How are changes in computing driving interest in related fields among undergraduates? How will an influx of graduates with computer science and information science skills affect the computing workforce?
Associate Professor Victoria Stodden will address questions like these in a panel discussion next week at the Workshop on the Growth of Computer Science Undergraduate Enrollments.

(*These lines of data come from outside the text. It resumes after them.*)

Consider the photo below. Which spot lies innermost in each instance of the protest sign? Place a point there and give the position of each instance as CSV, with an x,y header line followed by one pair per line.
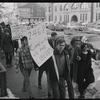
x,y
18,31
40,49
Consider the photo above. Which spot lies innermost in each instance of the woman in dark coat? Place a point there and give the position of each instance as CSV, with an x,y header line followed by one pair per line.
x,y
6,45
85,74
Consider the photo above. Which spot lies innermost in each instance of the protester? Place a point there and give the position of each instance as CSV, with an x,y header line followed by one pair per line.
x,y
52,39
25,62
44,67
8,26
6,45
85,74
15,46
61,59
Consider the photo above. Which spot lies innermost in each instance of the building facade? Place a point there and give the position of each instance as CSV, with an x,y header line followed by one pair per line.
x,y
31,12
77,12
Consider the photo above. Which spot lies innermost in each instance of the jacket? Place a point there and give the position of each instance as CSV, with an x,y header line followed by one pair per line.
x,y
6,43
51,68
24,57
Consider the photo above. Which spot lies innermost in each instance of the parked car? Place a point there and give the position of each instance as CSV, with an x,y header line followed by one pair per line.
x,y
75,26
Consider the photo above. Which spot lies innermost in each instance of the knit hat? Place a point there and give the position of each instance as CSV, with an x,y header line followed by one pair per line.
x,y
59,40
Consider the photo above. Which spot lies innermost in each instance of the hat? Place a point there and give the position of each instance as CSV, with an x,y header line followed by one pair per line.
x,y
53,33
84,45
59,40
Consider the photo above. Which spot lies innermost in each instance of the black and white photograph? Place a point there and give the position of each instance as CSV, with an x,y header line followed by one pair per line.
x,y
49,50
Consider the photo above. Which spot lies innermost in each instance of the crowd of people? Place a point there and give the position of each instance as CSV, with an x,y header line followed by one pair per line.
x,y
69,64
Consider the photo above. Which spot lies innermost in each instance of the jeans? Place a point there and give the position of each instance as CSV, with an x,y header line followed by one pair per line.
x,y
58,89
8,57
41,70
26,83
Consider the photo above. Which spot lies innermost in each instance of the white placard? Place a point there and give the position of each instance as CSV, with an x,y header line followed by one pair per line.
x,y
18,31
40,49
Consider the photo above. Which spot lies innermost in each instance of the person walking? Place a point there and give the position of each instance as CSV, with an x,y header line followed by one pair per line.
x,y
43,68
25,62
6,46
85,74
59,71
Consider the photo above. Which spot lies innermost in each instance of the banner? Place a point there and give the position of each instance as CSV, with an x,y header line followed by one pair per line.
x,y
40,49
18,31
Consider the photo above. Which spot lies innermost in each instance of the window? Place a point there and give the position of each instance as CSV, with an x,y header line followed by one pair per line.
x,y
68,17
60,17
66,7
55,8
86,17
84,5
96,4
99,16
80,16
83,17
49,18
49,9
60,7
55,18
96,16
75,5
64,17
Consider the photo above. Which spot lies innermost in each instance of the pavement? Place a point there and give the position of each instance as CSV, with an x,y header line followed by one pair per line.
x,y
15,81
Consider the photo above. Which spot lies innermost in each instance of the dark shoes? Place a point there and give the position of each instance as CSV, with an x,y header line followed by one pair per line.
x,y
24,90
9,65
39,86
81,97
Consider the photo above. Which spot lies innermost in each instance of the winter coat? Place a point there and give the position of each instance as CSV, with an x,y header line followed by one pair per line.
x,y
52,73
6,43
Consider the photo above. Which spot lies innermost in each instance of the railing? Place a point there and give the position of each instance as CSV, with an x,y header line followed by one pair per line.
x,y
3,85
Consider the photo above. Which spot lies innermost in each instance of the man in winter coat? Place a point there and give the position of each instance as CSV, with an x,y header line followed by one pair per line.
x,y
6,45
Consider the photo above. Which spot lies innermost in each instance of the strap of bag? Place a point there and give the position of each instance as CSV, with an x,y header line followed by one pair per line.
x,y
55,65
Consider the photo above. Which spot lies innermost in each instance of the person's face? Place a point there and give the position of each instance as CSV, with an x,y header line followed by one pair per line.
x,y
53,37
78,43
25,42
60,47
7,33
85,48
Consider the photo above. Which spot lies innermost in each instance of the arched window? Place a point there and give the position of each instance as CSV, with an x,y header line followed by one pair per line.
x,y
74,6
84,5
66,7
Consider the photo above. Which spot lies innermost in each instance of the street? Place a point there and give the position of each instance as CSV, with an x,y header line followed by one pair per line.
x,y
15,81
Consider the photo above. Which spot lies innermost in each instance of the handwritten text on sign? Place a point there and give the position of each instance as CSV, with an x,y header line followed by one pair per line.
x,y
18,31
40,49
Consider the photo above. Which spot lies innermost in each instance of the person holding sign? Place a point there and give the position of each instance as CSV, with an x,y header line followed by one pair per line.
x,y
58,66
25,61
6,45
43,68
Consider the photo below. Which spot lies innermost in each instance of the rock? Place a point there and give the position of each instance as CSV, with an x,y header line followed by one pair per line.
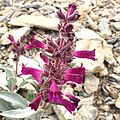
x,y
106,13
104,28
104,72
115,76
116,116
116,17
116,25
92,24
116,69
112,91
117,103
17,33
105,108
86,33
86,101
35,21
86,113
3,30
23,60
103,52
91,84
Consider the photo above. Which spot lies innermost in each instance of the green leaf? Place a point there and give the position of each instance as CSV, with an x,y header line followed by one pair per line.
x,y
14,98
19,113
4,105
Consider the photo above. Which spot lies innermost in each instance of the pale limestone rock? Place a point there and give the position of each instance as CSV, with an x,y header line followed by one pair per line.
x,y
87,112
116,25
85,33
116,17
117,103
103,52
35,21
105,31
3,30
17,33
91,84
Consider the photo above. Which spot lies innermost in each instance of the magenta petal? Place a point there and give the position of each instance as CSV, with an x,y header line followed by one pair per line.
x,y
61,14
55,96
71,9
37,43
45,58
85,54
36,73
73,77
80,70
72,98
35,103
11,38
29,46
69,105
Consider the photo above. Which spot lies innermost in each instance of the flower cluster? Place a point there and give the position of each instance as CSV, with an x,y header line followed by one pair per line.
x,y
57,55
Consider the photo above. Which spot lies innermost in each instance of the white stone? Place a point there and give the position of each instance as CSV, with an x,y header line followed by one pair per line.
x,y
17,33
91,84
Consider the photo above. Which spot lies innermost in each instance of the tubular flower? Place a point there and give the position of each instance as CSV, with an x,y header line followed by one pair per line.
x,y
74,74
11,38
36,73
70,106
35,103
34,43
72,98
85,54
55,96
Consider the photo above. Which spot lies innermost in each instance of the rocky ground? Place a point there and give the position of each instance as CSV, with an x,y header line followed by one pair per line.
x,y
98,28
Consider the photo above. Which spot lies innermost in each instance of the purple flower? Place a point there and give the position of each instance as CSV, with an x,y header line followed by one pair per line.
x,y
71,16
34,43
45,58
55,96
36,73
72,98
35,103
89,54
70,106
11,38
74,75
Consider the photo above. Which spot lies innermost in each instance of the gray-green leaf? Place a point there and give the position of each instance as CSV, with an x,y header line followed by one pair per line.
x,y
15,99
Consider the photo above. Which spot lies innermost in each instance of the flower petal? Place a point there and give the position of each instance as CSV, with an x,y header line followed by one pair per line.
x,y
80,70
32,71
35,103
45,58
89,54
69,105
73,77
71,9
72,98
11,38
37,43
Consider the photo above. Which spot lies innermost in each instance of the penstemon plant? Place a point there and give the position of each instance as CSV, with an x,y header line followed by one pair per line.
x,y
57,55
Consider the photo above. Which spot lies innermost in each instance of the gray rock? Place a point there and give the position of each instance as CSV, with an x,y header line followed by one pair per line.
x,y
117,103
35,21
17,33
116,25
91,84
116,17
103,52
86,33
104,28
86,113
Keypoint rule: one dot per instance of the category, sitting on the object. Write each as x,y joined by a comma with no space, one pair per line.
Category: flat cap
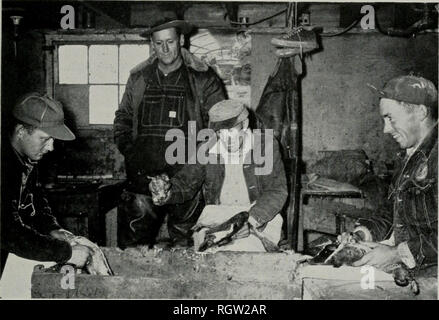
226,114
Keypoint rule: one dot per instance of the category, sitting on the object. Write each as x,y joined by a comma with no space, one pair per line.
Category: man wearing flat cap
243,202
28,230
165,92
408,106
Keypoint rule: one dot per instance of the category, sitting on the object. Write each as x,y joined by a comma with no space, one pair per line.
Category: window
90,78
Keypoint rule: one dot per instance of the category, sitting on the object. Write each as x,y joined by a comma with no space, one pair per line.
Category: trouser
139,221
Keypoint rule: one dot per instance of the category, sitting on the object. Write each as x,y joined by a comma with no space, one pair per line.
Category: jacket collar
189,60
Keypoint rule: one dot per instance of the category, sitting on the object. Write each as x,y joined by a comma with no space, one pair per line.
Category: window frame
56,39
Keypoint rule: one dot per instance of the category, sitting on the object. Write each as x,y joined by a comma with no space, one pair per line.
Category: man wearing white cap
243,204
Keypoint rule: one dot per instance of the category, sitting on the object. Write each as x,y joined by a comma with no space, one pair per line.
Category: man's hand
380,257
62,234
160,188
80,256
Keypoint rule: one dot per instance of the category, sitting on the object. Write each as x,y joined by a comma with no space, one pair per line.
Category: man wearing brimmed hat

The event is organized by the The National Academies of Sciences, Engineering, and Medicine's Committee on the Growth of Undergraduate Computer Science Enrollments and will be held on August 15 in Washington, DC. Through discussions at the workshop, the committee hopes to gather data, input, and perspectives that will inform their study of the educational environment and profession of computing fields.
Stodden will participate in the workshop’s opening session, "Dimensions of Computing," during which she and other speakers will discuss their experiences and present challenges or opportunities for consideration.
Stodden is a leading figure in the area of reproducibility in computational science, exploring how we can better ensure the reliability and usefulness of scientific results in the face of increasingly sophisticated computational approaches to research. Her work addresses a wide range of topics, including standards of openness for data and code sharing, legal and policy barriers to disseminating reproducible research, robustness in replicated findings, cyberinfrastructure to enable reproducibility, and scientific publishing practices.
At Illinois, she holds affiliate appointments at the National Center for Supercomputing Applications (NCSA), College of Law, Department of Statistics, and Department of Computer Science. Stodden earned both her PhD in statistics and her law degree from Stanford University. She also holds a master’s degree in economics from the University of British Columbia and a bachelor’s degree in economics from the University of Ottawa.